紙屑拾い・紙屑買いは天秤棒を担いで家を回り、不要な紙や使用済みの紙を秤にかけて買取します。 

 

他にも町中のゴミを拾い集め、古紙問屋へ売ることも、紙屑拾い・紙屑買いの仕事でした。 

 

回収された紙は、漉き返し(すきかえし)という技術によってリサイクルされ、再び利用されていました。 

 

・羅宇屋 

キセルを修理する職人を羅宇屋(らうや。または、らおや)と言いました。 

 

羅宇とは、キセルの吸い口と火皿の首になる雁首(がんくび)をつなぐ部分で、ここに詰まったヤニを掃除して、交換するという職人が羅宇屋です。 

 

ちなみに、羅宇の語源は現在のラオスが羅宇国と言われ、そこで使われていた竹を使っていたから、ということが定説です。 

 

・すき髪買い 

すき髪買いは髪の毛をリサイクルする職人です。 

 

江戸時代では、身分問わずほとんどの女性が髪を結いあげていました。
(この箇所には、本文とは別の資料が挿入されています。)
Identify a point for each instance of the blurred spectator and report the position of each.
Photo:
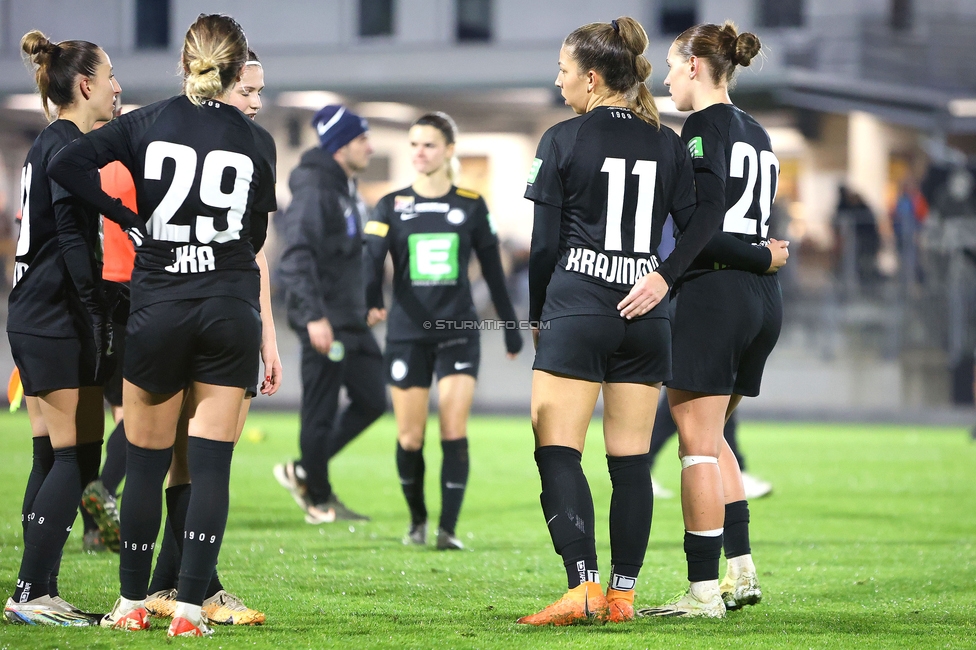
(910, 213)
(858, 239)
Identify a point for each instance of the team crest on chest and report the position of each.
(403, 203)
(456, 216)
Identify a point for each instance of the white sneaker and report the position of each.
(45, 611)
(660, 492)
(690, 604)
(754, 487)
(741, 590)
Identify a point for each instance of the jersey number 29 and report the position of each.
(211, 193)
(765, 165)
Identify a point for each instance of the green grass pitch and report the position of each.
(867, 542)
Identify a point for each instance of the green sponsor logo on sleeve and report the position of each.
(433, 258)
(536, 165)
そのため、上流階級の女性は儀式でかつらを使うこともあり、このような職人が必要とされていたのです。 

 

女性が髪をすいて抜けたものを「おちゃない」と呼ばれる業者が集めて、すき髪買いが買取、かつらが作られていました。 

 

・雪駄直し職人 

雪駄(せった)を直す職人は「でいでい屋」と呼ばれていました。 

 

これは、雪駄直し職人が「でーいでーい」と叫びながら客寄せをしていたことから、そのように呼ばれていました。 

 

「でーい」とは「手入れ」が訛ったものと言われています。 

 

・下駄の歯入れ  

下駄の歯は使っていると、すり減ってしまいます。 

 

歯がすり減っただけで下駄を買い替えることは、非常にもったいないことです。 

 

そこで、歯の部分だけを抜き取って修理する職人がいたのです。 

 

・灰買い 

灰買いはその名の通り、灰の買取です。 

 

燃やした布やかまどの灰を買い集めるため、彼らは常に顔が真っ白だったそうです。 

 

灰はアルカリ性であり、肥料として使われ、着物の色抜きや洗剤のように使われたため、このような仕事が重宝されたのです。 

 

・提灯の張り替え職人 

提灯(ちょうちん)は、今の世の中で使われることは珍しいものの、その形や用途を知らない人は少ないでしょう。 

 

提灯は蝋燭を障子紙で覆っていますが、それが破れてしまうことがあります。 

 

その紙の張替えや、屋号を書き換える仕事が、提灯の張り替え職人によるものでした。 

 

・下肥買い 

下肥買い(しもごえがい)とは、人間の排せつ物を買取する仕事です。 

 

資源を大切にする江戸時代では、排せつ物を回収して農家へ売り、肥料として使われていました。 

 

そこで新たな農作物が作られるため、排せつ物も徹底してリサイクルされていたと言えるでしょう。 

 

・古傘買い 

現代の日本は、使い捨て傘の消費が激しいと言われていますが、江戸時代では傘もしっかりとリサイクルされていました。 

 

傘買いは、古くなった傘を下取りし、紙や骨を直して新品のように修理しました。 

 

時代劇でも浪人が内職として傘張りを仕事としている場面が見られます。 

 

・蝋燭の流れ買い 

蝋燭の流れ買いは、燃える蝋燭から溶け出す蝋を買い集めます。 

 

そして、それを新しい蝋燭としてリサイクルしていたのです。 

 

江戸時代では蝋燭は貴重なものでした。庶民は魚油を使うか、暗くなったら眠るしかありません。 

 

そのため、蝋燭もしっかりとリサイクルしていたのでしょう。 

 

・箍屋 

江戸時代では、水のような液体を運ぶために、桶や樽を使用しました。 

 

桶や樽は、箍(たが)と言われる金属や竹の輪によって締められていましたが、これが折れたり歪んだりしてしまったら、修理が必要でした。 

 

そこで箍屋が利用されたのです。